WinRT vs. Silverlight - Part 6 - Using Tasks

See intro blogpost here.

When you start working with WinRT, you start seeing classes missing or changed. A lot of methods are now only asynchronous, like making a web request, opening, reading and writing files etc. They all now on the Task framework, and they do this to ensure you application is always responsive. However without this framework, it would be a pain to code against an API that’s inherently asynchronous all the way through. But with it, it makes it really easy to write code against it.

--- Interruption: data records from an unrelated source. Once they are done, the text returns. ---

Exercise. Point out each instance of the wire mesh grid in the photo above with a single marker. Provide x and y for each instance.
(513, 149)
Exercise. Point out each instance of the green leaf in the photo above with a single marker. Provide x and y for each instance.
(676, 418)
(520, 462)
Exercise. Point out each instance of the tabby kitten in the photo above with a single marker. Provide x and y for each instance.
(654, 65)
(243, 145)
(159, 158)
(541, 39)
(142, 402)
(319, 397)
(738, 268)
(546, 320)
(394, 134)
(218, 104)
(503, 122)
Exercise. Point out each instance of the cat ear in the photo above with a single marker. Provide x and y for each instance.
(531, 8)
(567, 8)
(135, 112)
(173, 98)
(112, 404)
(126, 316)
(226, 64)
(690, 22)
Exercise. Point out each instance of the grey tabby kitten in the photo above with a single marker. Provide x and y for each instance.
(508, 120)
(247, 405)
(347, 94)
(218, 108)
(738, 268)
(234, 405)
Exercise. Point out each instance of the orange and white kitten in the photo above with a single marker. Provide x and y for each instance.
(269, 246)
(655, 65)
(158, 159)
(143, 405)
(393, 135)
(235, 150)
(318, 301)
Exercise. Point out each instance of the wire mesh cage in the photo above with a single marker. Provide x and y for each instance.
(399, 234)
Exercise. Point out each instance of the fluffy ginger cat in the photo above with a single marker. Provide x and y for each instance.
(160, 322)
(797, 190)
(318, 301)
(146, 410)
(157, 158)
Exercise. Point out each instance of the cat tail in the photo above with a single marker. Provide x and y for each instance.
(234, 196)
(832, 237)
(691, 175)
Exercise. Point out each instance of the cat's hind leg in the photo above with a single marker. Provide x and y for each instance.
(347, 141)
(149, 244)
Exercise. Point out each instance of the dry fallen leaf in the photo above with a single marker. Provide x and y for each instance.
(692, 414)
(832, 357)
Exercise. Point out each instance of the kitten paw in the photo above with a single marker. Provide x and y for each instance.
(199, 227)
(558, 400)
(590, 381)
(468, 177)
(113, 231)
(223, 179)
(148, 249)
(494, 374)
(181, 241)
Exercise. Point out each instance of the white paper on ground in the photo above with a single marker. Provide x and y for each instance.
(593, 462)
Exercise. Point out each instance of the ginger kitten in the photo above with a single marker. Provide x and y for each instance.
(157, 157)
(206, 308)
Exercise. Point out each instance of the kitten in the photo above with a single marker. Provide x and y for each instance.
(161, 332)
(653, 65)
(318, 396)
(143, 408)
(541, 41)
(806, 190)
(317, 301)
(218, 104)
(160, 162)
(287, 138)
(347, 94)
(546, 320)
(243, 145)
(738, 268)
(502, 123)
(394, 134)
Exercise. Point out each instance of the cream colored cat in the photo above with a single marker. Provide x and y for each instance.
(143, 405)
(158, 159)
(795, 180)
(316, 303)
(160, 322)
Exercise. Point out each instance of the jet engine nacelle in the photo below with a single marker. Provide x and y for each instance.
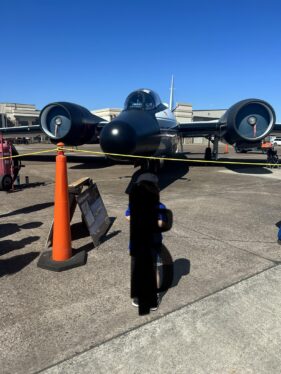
(248, 120)
(69, 123)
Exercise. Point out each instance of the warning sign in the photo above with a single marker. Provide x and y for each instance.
(94, 213)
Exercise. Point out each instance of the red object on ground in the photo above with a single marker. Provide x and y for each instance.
(61, 235)
(9, 167)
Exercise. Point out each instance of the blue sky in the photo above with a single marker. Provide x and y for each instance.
(95, 52)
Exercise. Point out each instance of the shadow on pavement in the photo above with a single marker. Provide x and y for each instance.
(172, 171)
(172, 271)
(28, 209)
(14, 264)
(7, 229)
(7, 246)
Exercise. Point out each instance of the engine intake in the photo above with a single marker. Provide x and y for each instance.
(69, 123)
(248, 120)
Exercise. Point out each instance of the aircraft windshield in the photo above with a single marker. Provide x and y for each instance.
(140, 100)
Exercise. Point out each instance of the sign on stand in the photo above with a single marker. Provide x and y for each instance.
(94, 213)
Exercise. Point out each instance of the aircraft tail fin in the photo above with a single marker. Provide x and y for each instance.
(171, 103)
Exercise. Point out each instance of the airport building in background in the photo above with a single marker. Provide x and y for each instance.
(13, 114)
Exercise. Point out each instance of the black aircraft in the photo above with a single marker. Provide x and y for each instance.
(147, 127)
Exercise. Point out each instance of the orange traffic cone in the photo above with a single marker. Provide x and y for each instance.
(60, 258)
(61, 233)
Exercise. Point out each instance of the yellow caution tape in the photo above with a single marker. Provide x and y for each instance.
(170, 159)
(266, 164)
(28, 154)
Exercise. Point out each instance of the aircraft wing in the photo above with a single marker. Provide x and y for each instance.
(200, 128)
(17, 131)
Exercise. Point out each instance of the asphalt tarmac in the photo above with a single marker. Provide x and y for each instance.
(221, 313)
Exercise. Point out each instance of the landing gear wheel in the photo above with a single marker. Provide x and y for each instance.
(6, 182)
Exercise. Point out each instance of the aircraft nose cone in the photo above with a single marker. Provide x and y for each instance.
(118, 137)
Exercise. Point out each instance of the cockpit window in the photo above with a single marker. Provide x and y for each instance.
(140, 100)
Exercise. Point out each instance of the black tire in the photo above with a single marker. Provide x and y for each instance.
(6, 182)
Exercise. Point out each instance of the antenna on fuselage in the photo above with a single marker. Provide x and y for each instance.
(171, 104)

As an example here’s how you normally write async operations in WPF and Silverlight:

var myObject = new MyClass();
myObject.Completed += (sender,e) => { 
   //Completed event handler 
if(e.Error == null) { statusText.Text = "My Operation has completed: " + e.Result;
} }; myObject.StartAsync(); //Starts process and fires "Completed" event when done

So we first hook up to the event handler, then call start. When you look at the code, the lines are not executed in the order they are written. The completed delegate executes after the operation completes after Start() has been run (even explaining it makes it sound confusing). Also you cannot throw exceptions from an asynchronous running process, because there will be no way to catch it, so you’ll have to parse an exception object back as part of your result and check it.

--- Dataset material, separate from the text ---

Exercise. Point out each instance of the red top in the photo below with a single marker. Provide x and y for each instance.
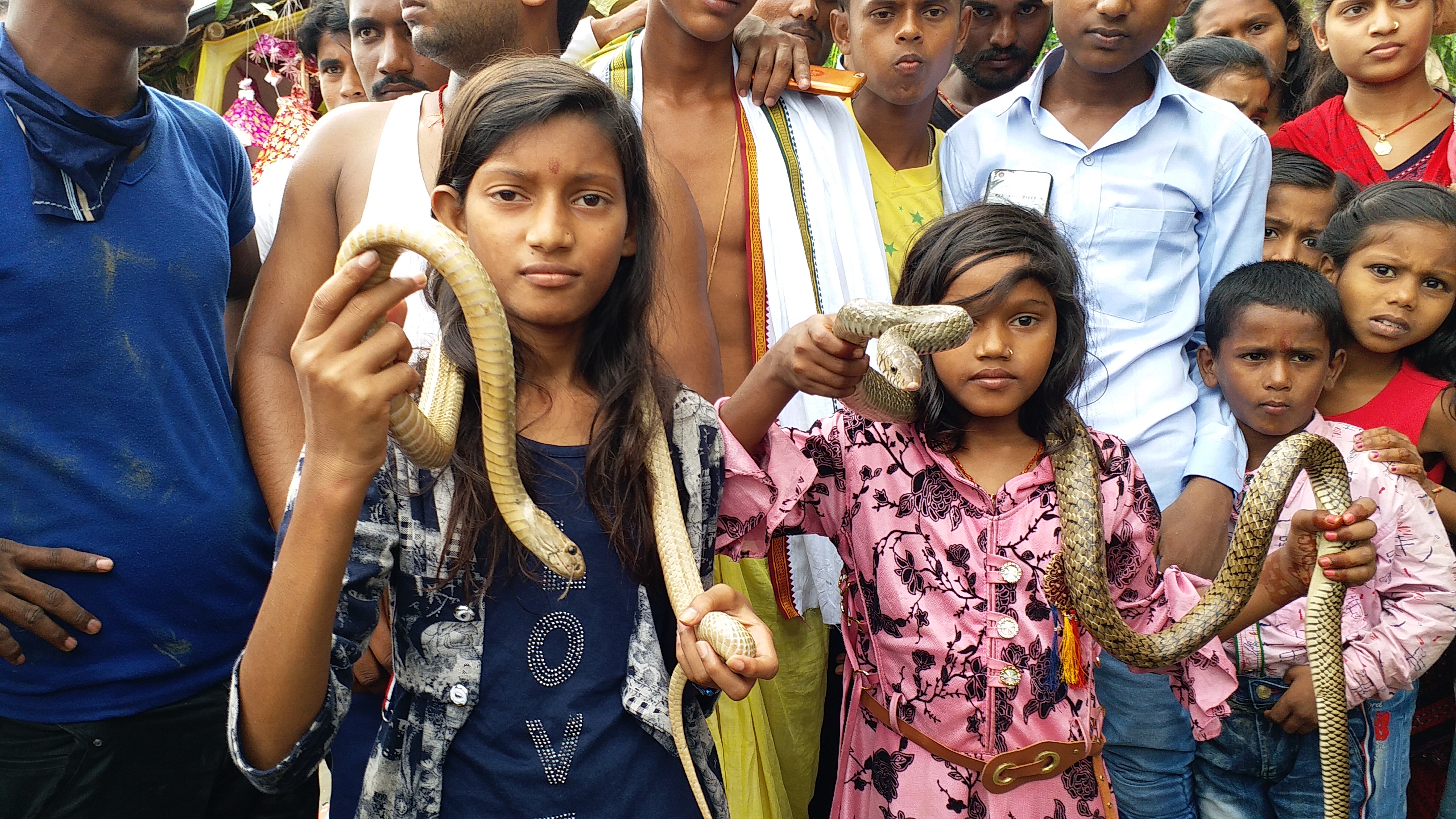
(1402, 405)
(1331, 136)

This pattern makes it hard to read and understand the code, since it’s not immediately obvious what code runs when. Especially when the code gets more complex and/or your eventhandlers are declared elsewhere. When we then nest events, it gets very convoluted quickly:

var myObject = new MyClass();
myObject.Completed += (sender,e) => { 
   if(e.Error == null) {
       //Perform next operation
       var myObject2 = new MyClass();
       myObject2.Completed += (sender2,e2) => { 
           if(e2.Error == null) {
              //Completed event handler
              statusText.Text = "My Operation has completed: " + e2.Result;
} }; myObject2.StartAsync(); } }; myObject.StartAsync();

With the Task framework this becomes very simple and straightforward to write and more importantly read:

var myObject = new MyClass();
try {
     string result = await myObject.StartAsync();
     var myObject2 = new MyClass();
     string result2 = await myObject2.StartAsync();
     statusText.Text = "My Operation has completed: " + result2;
} catch { }

Notice that we don’t bother with checking an error object. We simply use try/catch instead, and the task returns the result up front. If it wasn’t for the little “await” keyword, it looks like this is just good ol’ synchronous programming! This is pure awesomeness!

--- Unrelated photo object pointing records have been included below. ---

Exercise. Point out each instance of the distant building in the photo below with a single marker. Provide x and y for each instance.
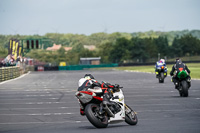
(90, 47)
(90, 61)
(57, 47)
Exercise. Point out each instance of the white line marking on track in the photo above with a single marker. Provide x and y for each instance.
(39, 114)
(12, 109)
(54, 122)
(15, 78)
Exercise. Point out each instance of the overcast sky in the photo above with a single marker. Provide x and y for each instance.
(29, 17)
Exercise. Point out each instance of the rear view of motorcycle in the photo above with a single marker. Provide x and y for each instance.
(183, 84)
(99, 114)
(161, 73)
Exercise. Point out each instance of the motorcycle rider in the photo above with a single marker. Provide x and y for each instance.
(179, 65)
(89, 82)
(161, 62)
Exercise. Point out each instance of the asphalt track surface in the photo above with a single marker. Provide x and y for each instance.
(44, 102)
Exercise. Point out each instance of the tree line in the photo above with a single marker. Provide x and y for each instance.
(116, 47)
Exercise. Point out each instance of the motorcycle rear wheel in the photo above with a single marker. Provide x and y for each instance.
(91, 112)
(130, 116)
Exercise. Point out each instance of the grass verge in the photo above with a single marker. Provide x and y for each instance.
(194, 68)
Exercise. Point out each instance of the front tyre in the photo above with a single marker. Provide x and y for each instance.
(92, 114)
(130, 116)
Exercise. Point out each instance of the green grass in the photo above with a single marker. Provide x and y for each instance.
(194, 68)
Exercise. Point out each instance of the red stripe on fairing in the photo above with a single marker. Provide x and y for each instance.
(86, 92)
(105, 90)
(111, 86)
(98, 98)
(102, 85)
(87, 83)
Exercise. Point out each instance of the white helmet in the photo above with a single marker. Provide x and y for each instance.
(81, 81)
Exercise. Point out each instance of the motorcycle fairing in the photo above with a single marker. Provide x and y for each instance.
(120, 116)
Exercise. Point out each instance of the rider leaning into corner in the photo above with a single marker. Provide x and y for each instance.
(179, 65)
(89, 82)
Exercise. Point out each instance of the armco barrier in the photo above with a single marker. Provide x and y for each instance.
(81, 67)
(7, 73)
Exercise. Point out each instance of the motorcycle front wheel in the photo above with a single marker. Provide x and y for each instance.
(130, 116)
(92, 114)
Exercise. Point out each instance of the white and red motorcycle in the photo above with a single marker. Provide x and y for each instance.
(99, 114)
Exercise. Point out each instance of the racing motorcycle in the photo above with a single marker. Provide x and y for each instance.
(99, 114)
(183, 85)
(161, 73)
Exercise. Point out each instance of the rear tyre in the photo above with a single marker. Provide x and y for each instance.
(184, 88)
(130, 116)
(92, 114)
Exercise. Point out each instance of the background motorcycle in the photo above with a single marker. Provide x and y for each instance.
(183, 85)
(101, 115)
(161, 73)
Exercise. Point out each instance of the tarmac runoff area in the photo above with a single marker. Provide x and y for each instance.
(45, 102)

If you are planning on porting a large application from Silverlight or WPF and it uses a lot of event-based asynchronous programming, you are probably in for some work. Not to say that your application can’t use events, but a lot of the WinRT API’s don’t have eventhandlers any more, so if you insist on keeping it this way, you would have to wrap all the built in tasks into some event-based classes. I would probably rather focus on moving forward and getting this cleaned up. And since the Task framework is already available in .NET 4 and there’s a CTP for Silverlight (and included in upcoming v5!) and WinPhone, you could port your original code to start taking advantage of this, making your code reuse easier and cleaner moving forward.

So how would you go about wrapping an event-based class into a task based method? Well let’s continue using the MyClass example above, and wrap it in a task. Here’s how that would look:

public Task<string> StartAsync()
{
    var tcs = new TaskCompletionSource<string>();
    var obj = new MyClass();
    obj.Completed += (sender,e) => {
        if (e.Error != null)
              tcs.TrySetException(e.Error);
        else
              tcs.TrySetResult(e.Result);
    };
    obj.StartAsync();
    return tcs.Task;
}

Basically we return Task of string, instead of just a string. We use the TaskCompletionSource of string to handle error and result messaging back to the task.

So when should you make a method an asynchronous task? The rule of thumb is: If it takes more than 50ms to execute, it should be asynchronous! This helps a lot towards preventing the UI from becoming choppy and/or unresponsive.